Structure, is a widely used software tool to investigate population genetic structure with multi-locus genotyping data. The software uses an iterative algorithm to group individuals into "K" clusters, representing possibly K genetically distinct subpopulations. The serial implementation of this programme is processor-intensive even with small datasets. We describe an implementation of the program within a parallel framework. Speedup was achieved by running different replicates and values of K on each node of the cluster. A web-based user-oriented GUI has been implemented in PHP, through which the user can specify input parameters for the programme.
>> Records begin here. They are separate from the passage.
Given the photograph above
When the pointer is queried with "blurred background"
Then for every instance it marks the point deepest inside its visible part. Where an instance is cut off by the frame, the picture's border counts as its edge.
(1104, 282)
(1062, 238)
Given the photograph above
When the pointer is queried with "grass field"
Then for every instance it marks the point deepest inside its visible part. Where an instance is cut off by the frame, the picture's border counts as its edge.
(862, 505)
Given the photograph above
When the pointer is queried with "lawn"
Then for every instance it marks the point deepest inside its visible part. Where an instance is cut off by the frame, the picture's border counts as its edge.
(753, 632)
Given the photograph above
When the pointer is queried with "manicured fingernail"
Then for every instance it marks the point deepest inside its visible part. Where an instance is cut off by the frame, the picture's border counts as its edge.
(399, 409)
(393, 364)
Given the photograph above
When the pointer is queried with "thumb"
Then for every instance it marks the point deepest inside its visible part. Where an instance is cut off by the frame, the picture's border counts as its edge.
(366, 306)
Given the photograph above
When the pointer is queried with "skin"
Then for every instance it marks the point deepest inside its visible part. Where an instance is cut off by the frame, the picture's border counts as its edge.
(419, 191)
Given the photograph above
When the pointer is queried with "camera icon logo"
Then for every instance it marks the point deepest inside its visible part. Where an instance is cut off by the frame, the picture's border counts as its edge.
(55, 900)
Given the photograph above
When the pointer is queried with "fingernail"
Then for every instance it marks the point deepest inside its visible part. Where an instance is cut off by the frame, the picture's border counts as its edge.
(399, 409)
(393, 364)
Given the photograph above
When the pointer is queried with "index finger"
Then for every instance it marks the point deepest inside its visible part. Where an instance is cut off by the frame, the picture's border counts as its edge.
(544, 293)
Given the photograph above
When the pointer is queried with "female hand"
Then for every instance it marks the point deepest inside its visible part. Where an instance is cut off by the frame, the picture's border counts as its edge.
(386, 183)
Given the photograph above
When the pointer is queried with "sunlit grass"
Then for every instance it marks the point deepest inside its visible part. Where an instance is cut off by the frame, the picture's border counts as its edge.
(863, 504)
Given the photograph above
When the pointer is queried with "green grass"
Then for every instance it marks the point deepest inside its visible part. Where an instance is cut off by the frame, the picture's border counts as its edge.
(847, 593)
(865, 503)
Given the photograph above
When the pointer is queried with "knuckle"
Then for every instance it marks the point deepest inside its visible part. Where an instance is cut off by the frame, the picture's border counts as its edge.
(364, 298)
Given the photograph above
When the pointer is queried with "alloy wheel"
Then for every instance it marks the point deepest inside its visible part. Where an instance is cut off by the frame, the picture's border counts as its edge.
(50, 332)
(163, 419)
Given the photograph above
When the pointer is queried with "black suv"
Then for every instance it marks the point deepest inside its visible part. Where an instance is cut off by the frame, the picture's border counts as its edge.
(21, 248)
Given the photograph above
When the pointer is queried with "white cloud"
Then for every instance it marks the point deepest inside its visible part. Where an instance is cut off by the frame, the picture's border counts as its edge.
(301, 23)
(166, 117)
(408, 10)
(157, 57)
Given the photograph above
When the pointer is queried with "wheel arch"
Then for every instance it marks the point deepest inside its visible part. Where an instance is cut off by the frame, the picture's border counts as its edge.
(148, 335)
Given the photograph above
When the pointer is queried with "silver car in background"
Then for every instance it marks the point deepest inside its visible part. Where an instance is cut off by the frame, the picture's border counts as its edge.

The number of processors to be used can be specified in the background command. A web-based visualization tool "Visualstruct", written in PHP (HTML and Java script embedded), allows for the graphical display of population clusters output from Structure, where each individual may be visualized as a line segment with K colors defining its possible genomic composition with respect to the K genetic sub-populations. The advantage over available programs is in the increased number of individuals that can be visualized. The analyses of real datasets indicate a speedup of up to four, when comparing the speed of execution on clusters of eight processors with the speed of execution on one desktop. The software package is freely available to interested users upon request.